Congé menstruel à l’UNC : une avancée qui change la donne

C’est une mesure qui marque un tournant dans la prise en compte du bien-être étudiant en Nouvelle-Calédonie. Depuis mars 2026, l’Université de la Nouvelle-Calédonie met en place un dispositif inédit sur le territoire : un congé menstruel permettant aux étudiantes souffrant de douleurs importantes de s’absenter sans pénalité. Une décision qui répond à une réalité longtemps ignorée dans le monde universitaire.
Une reconnaissance d’une réalité encore trop invisibilisée
Avec cette nouvelle disposition, l’Université de la Nouvelle-Calédonie franchit un cap. Les règles douloureuses, souvent banalisées, peuvent pourtant constituer un véritable obstacle au suivi des études.
Il s’agit de répondre à une réalité de santé qui impacte directement les conditions d’apprentissage, souligne l’établissement.
Pendant des années, ces situations ont été reléguées au second plan, parfois considérées comme relevant de la sphère privée. Pourtant, pour certaines étudiantes, les symptômes peuvent être invalidants.
Les douleurs menstruelles peuvent entraîner absences, fatigue intense et baisse de concentration, rappelle l’université.
Un dispositif souple, sans lourdeur administrative
Concrètement, le dispositif permet désormais aux étudiantes de bénéficier de deux jours d’absence justifiée par mois, hors périodes d’examens. Une simple déclaration auprès du secrétariat pédagogique suffit, sans obligation de certificat médical systématique.
Ce choix n’est pas anodin. Il traduit une volonté d’éviter toute complexité administrative.

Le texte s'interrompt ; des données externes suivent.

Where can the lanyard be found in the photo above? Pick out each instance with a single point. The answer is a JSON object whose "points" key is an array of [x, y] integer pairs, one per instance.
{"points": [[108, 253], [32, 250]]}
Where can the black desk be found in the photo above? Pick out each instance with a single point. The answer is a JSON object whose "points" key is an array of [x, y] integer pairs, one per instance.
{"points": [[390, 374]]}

L’objectif est d’offrir une réponse simple et rapide à des situations ponctuelles, précise l’UNC.
Une approche pragmatique qui vise à lever les freins et à encourager les étudiantes à utiliser ce droit sans crainte de stigmatisation. Dans un contexte où les démarches médicales peuvent parfois être lourdes ou dissuasives, cette souplesse apparaît comme un levier essentiel pour garantir l’efficacité du dispositif.
Une décision à portée sociale et politique
Au-delà de l’aspect pratique, cette mesure s’inscrit dans une stratégie plus large portée par la présidence de l’université et la mission égalité-diversité-inclusion. Elle vise à corriger une inégalité de fait dans le parcours universitaire.
Cette initiative participe à la construction d’un environnement d’études plus équitable, indique l’établissement.
En reconnaissant officiellement ces situations, l’UNC envoie un signal clair : la santé des étudiantes ne doit plus être un angle mort des politiques universitaires. Cette décision s’inscrit également dans un mouvement international plus large, où la question du congé menstruel gagne en visibilité, notamment dans certaines entreprises et institutions publiques.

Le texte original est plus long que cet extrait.